This is the code for artificial neural networks training by Raymond Xu.

 In this edition, the longitude and latitude of the original wildfire dataset is used as inputs.

 Here the temporal sequence is not considered in the data splitting.


In [None]:
''' This is Research Project titled ML Algorithms for Alberta Forest Occurence Prediction.
    This is the 8th Engineering Research Project, and is hereby delcared as

                            Project Christopher

    Version 1.0 - Artificial Neural Network
    Data Source: European Space Agency - ERA5
                 Government of Alberta - Historical Wildfire registry and Fire Weather Indices
                 Natural Resources Canada - Vegetation Classification of Canada

    AI Diederik - Hongik Ingan, For the Benefits of All Mankind
'''

import math
import numpy as np
import pandas as pd
from math import floor
from tensorflow import keras
from keras.models import Sequential
from keras.layers import LSTM,Dense
from sklearn import set_config
from sklearn.pipeline import Pipeline, FeatureUnion, make_pipeline
from sklearn.compose import ColumnTransformer
from sklearn.preprocessing import FunctionTransformer, StandardScaler, OneHotEncoder,LabelEncoder
set_config(transform_output = "pandas")

In [None]:

# Load wildfire and non-wildfire datasets
main_df = pd.read_csv("G:/Shared drives/MECE 788 - Forest Fire Prediction/04_Preprocessing/Cleanup_and_point_selection/downsampled_df.csv",index_col=0)
#main_df = pd.read_csv('downsampled_df.csv')

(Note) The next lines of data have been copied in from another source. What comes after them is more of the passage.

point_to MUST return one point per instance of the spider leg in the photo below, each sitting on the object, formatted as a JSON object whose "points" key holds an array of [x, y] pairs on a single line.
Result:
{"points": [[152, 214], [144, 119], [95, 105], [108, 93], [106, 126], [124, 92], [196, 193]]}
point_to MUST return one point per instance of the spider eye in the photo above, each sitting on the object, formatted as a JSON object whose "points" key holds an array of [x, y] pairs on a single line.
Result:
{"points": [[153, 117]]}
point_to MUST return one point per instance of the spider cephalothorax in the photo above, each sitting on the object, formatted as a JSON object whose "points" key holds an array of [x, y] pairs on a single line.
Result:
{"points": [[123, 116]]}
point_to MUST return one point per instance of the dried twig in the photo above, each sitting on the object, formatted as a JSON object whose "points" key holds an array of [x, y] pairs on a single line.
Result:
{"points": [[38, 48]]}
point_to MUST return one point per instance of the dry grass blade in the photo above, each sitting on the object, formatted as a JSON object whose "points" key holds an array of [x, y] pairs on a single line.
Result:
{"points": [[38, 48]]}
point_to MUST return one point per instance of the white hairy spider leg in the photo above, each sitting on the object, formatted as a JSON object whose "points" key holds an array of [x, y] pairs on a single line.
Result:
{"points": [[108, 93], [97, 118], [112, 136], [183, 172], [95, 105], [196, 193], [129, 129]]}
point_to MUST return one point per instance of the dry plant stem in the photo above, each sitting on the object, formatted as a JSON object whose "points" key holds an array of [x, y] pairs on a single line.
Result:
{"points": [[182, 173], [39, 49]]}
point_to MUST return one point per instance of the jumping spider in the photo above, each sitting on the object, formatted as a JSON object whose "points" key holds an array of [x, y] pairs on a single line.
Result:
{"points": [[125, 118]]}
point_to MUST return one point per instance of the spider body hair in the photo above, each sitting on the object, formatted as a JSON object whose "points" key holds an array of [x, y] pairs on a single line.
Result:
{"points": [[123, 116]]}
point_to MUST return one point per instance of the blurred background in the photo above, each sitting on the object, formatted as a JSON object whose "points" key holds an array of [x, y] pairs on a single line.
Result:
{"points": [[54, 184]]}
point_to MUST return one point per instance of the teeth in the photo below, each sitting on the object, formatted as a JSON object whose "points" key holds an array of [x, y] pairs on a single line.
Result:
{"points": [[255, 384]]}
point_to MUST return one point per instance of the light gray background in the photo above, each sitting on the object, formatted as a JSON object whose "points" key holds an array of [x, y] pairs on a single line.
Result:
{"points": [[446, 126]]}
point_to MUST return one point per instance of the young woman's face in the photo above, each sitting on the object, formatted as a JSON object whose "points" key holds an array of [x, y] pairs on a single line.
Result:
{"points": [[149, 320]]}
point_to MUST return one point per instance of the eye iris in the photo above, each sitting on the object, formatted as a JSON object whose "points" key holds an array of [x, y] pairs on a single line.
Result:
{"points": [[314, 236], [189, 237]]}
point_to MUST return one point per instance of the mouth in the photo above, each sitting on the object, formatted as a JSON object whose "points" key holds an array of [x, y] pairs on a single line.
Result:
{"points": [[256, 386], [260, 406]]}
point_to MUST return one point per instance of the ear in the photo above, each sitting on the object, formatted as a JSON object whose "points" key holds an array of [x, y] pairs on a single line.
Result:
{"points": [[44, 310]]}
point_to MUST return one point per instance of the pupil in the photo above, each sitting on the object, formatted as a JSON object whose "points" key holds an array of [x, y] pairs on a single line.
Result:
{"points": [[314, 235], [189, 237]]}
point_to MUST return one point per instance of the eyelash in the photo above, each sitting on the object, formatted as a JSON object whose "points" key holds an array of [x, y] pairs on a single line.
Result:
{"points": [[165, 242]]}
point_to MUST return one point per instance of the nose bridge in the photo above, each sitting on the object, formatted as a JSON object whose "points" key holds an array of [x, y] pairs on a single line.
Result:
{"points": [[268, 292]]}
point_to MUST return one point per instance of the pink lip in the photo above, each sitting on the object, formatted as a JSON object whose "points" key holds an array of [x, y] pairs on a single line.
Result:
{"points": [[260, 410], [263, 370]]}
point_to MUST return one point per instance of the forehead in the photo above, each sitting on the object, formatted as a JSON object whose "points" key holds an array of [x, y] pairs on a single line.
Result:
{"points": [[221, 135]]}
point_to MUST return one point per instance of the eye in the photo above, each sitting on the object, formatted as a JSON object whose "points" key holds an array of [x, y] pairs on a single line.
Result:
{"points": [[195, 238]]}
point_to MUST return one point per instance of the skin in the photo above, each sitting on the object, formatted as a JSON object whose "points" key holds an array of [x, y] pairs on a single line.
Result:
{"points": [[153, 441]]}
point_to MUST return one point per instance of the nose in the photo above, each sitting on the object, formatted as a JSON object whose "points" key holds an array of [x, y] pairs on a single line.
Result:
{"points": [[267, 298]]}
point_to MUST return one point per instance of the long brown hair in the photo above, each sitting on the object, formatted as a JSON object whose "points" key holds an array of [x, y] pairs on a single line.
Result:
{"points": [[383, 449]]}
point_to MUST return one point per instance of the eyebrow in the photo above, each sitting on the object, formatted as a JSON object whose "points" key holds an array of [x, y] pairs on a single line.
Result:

# Remove the first unnamed column
wf_df=main_df[main_df['fire']==1]
nwf_df=main_df[main_df['fire']==0]


Proceed splitting the data

In [None]:

# Load wildfire and non-wildfire datasets
#main_df = pd.read_csv("G:/Shared drives/MECE 788 - Forest Fire Prediction/04_Preprocessing/Cleanup_and_point_selection/downsampled_df.csv",index_col=0)

# Remove the first unnamed column
wf_df=main_df[main_df['fire']==1]
nwf_df=main_df[main_df['fire']==0]

# Define Split ratio, aka percentage of the combined data goes to training
split=[0.6,0.2,0.2]
wf_sort = wf_df.sort_values(by='date')
nwf_sort = nwf_df.sort_values(by='date')


for i in [0,1,2]:
    wf_memory=0
    nfw_memory=0
    wf_selected=[]
    nwf_selected=[]
    wf_size = int(split[i] * len(wf_df))
    nwf_size = int(split[i] * len(nwf_df))
    if i==0:
        wf_selected=wf_sort[:wf_size]
        nwf_selected=nwf_sort[:nwf_size]
        wf_memory=wf_size
        nwf_memory=nwf_size
        train_data = pd.concat([wf_selected, nwf_selected])
    if i==1:
        wf_selected=wf_sort[wf_memory:wf_memory+wf_size]
        nwf_selected=nwf_sort[nwf_memory:nwf_memory+nwf_size]
        wf_memory=wf_size
        nwf_memory=nwf_size
        test_data = pd.concat([wf_selected, nwf_selected])
    if i==2:
        wf_selected=wf_sort[wf_memory:]
        nwf_selected=nwf_sort[nwf_memory:]
        val_data = pd.concat([wf_selected, nwf_selected])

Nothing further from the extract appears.